Higher Education
- First book edition
- Author: Charles Sheffield and Jerry Pournelle
- Cover artist: Vincent Di Fate
- Language: English
- Series: Jupiter series
- Genre: Science fiction
- Publisher: Tor Books
- Publication date: 1996
- Publication place: United States
- Media type: Print (hardback & paperback)
- ISBN: 0-312-86174-5
- OCLC: 34029753
- Dewey Decimal: 813/.54 20
- LC Class: PS3569.H39253 H54 1996

= Higher Education (novel) =

1996 book by Charles Sheffield and Jerry Pournelle

Higher Education is a 1996 science fiction novel by American writer Charles Sheffield and Jerry Pournelle. It first appeared in the February to May 1986 issues of Analog Science Fiction and Fact The book is part of the Jupiter series and was first published in book form by Tor Books in June 1986.

==Plot introduction==
The novel starts in a future dystopian Earth where the United States has become a woefully inefficient bureaucratized nation. The public school system is primarily interested in promoting self-esteem rather than learning. For example, the vast majority of public high school graduates are illiterate, and end up in "the pool"; an endless crowd of unemployable youths depending on government assistance or crime for survival. The book is told from the perspective of the main character, a high school student named Rick who quickly finds himself expelled after a practical joke goes wrong.

==Plot summary==
Since expulsion means that Rick's family will no longer be able to claim their welfare bonus, Rick begins looking for a job. One of his former teachers encourages him to get a job for the Vanguard Mining corporation, whose primary financial interest is in space mining of asteroids in the asteroid belt. The book follows his progress through an initial grueling examination period on Earth, initial training on an asteroid in a high orbit of Earth, and through an apprenticeship on another training facility in the asteroid belt.
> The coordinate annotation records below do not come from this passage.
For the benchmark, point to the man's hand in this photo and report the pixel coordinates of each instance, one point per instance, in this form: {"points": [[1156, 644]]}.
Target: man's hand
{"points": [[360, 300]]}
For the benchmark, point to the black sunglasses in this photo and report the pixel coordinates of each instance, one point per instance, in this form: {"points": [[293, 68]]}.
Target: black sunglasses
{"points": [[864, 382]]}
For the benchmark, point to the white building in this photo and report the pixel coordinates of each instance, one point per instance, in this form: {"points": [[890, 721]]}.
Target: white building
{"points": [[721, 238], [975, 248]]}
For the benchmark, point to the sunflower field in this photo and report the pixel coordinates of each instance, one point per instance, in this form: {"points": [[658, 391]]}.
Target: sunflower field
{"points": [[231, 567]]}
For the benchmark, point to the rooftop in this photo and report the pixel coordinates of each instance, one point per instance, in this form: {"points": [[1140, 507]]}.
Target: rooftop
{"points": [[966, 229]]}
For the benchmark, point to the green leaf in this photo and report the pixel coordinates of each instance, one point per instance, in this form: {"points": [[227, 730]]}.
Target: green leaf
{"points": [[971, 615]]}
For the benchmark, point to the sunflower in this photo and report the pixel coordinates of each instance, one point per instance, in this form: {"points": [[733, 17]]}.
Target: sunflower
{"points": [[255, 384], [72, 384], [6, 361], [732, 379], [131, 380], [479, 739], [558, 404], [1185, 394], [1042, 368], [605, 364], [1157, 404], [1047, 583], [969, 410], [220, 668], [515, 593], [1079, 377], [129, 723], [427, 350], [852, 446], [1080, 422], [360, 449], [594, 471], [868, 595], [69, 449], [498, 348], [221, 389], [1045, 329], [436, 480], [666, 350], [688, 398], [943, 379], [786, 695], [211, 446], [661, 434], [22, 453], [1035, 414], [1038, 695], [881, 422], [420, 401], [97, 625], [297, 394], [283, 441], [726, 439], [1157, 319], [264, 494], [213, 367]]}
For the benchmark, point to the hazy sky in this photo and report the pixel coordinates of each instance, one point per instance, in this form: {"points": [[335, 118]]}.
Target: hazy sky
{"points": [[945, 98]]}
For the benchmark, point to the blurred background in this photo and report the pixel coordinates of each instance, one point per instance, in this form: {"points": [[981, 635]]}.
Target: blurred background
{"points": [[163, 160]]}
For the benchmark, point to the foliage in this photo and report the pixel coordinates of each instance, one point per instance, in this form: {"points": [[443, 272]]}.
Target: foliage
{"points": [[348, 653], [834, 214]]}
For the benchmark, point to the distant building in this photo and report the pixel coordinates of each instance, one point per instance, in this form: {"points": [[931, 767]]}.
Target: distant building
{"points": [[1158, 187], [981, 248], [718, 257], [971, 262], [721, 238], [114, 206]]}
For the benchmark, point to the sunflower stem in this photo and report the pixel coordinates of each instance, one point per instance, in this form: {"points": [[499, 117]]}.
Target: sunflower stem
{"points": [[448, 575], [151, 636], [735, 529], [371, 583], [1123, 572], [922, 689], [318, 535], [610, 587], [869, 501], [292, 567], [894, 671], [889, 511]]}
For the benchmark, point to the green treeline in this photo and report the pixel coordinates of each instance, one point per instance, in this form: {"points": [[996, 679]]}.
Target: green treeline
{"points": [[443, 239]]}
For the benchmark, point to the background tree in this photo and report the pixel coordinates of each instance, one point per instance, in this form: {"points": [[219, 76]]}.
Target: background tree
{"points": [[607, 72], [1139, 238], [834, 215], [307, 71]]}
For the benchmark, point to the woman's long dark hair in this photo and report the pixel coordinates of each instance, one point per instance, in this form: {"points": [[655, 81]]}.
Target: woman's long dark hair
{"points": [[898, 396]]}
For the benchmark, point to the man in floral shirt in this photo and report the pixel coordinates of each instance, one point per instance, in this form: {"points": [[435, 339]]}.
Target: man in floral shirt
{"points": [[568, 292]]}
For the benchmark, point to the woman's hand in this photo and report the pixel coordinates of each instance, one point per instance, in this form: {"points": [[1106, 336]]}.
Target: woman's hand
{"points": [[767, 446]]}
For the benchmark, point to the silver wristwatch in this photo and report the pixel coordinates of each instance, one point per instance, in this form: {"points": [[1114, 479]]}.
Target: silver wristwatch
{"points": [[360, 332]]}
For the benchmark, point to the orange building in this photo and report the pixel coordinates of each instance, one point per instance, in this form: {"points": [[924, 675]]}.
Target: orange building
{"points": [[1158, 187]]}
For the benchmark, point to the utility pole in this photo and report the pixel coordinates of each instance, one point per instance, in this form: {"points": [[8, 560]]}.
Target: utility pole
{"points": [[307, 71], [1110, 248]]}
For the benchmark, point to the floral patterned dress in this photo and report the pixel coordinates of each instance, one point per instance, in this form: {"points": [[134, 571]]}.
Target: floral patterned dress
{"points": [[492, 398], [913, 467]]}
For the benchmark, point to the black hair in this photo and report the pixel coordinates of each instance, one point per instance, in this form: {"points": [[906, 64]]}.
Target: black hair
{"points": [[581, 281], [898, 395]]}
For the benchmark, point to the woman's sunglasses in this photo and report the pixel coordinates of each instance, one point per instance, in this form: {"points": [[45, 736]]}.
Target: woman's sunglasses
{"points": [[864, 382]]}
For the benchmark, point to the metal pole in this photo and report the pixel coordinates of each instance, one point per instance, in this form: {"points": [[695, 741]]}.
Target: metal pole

After proving himself, Rick is recruited to
join a secret program to infiltrate and subvert Earth's education systems away from its current initiative-deadening pandering to the lowest common denominator.

==Characters==
- "Rick" is the primary protagonist of the novel. He is a high-school student who is forced to take a job mining asteroids after being expelled from school.
- "Turkey Gossage" is Rick's instructor on the asteroid in Earth orbit. He is tough, unforgiving and unyielding.

==Reception==
Critical reception was mostly positive, with Booklist listing Higher Education on its Editor's Choice list for 1996 and named it a "Top 10 fantasy novels for young readers." Kirkus Reviews gave Higher Education a mixed review, writing that fans of the authors' previous works would enjoy the novel but expressing frustration that the female characters were "either girlfriend material (Deedee Mao), corporate saboteurs (Alice Klein), or space sluts (Monkey Cruse, "rumored to have run a professional sex service"). Those stereotypical characterizations, the melodramatic plot, and the dialogue turn the adventure into a space soap opera.".